When she arrived in Australia for training camp, the roster still hadn’t been finalized and no one was guaranteed a spot. But Reeve noticed a difference in Copper from when she last tried out for the team. Copper said she tried to showcase that not just through her stellar play, but by being a vocal leader as well.
“She clearly over the last couple years has grown, certainly in the WNBA we’ve seen, so she got off the plane with this level of confidence that she has kept,” Reeve said. “That’s been really fun to see.”
The U.S. roster has eight new faces compared to the 2018 World Cup squad. Copper and Shakira Austin, the No. 3 overall WNBA pick by the Washington Mystics in April, were the only two who hadn’t before suited up for USA Basketball (taking into account youth teams and February’s qualifying tournament).
Though she’s new, Copper has been indispensable on both ends, earning starts in four of five group play games. Her role as an athletic wing fills a void that has arguably been empty on Team USA since Angel McCoughtry and Maya Moore were part of the 2016 Olympic squad in Rio. Offensively, Copper’s quick first step allows her to get to the rim with ease. She has been able to hit timely shots, including 3s, and get to the rack in transition or the half-court when the USA needs a bucket.
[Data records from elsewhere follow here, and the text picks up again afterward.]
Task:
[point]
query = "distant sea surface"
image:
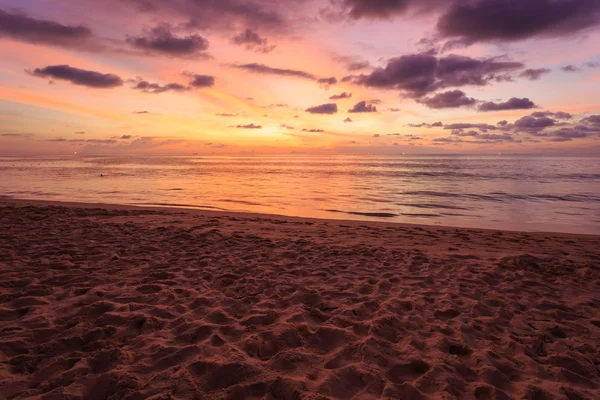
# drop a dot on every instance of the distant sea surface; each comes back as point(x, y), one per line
point(524, 193)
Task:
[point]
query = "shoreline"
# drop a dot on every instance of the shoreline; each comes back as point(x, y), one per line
point(112, 301)
point(243, 214)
Many considered Copper’s absence on the WNBA all-defensive teams a snub, and she has shown why so far this tournament by taking key players such as Belgium’s Julie Allemand and Puerto Rico’s Arella Guirantes (who has had multiple 20-point outings in Sydney) out of games. Copper’s ability to rebound and push the ball down the floor also fits perfectly into Reeve’s preferred fast-paced play.
“Kah is very versatile,” Wilson said. “We need a spark off the bench from her. Even in the starting lineup, she’s just going 100 percent through and through. When it comes to USA Basketball, it’s all about knowing your role, and I think for it to be a rookie, to come in and instantly understand her role, is huge for us. So we play off her energy.”
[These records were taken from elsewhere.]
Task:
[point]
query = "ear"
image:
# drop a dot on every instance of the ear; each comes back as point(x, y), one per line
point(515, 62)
Copper’s strong play in the World Cup has helped her find a groove, personally and team-wise, that wasn’t consistently present during the WNBA playoffs. “It’s therapeutic in a way,” she said, of being able to turn the page on the disappointing end to her WNBA season.
“Just playing with the best players, you can’t get keyed in on. I’m able to play free,” said Copper, who isn’t playing overseas and instead will rest her body this WNBA offseason. The U.S. women are still learning how to play with each other — Copper, Stewart, Jones, Alyssa Thomas and Jewell Loyd made it to training camp late, while the team’s trio of Aces players missed the first two games after winning their WNBA title. An impressive China team or surging Australia squad likely await, and even though it’s not the WNBA title she was hoping for, Copper still might win a championship this fall.
“It’d mean everything for me,” Copper said of potentially winning gold. “Making this decision to come here and being able to win the gold, it’s like everything happens for a reason and it’ll be another accomplishment checked off my bucket list also.”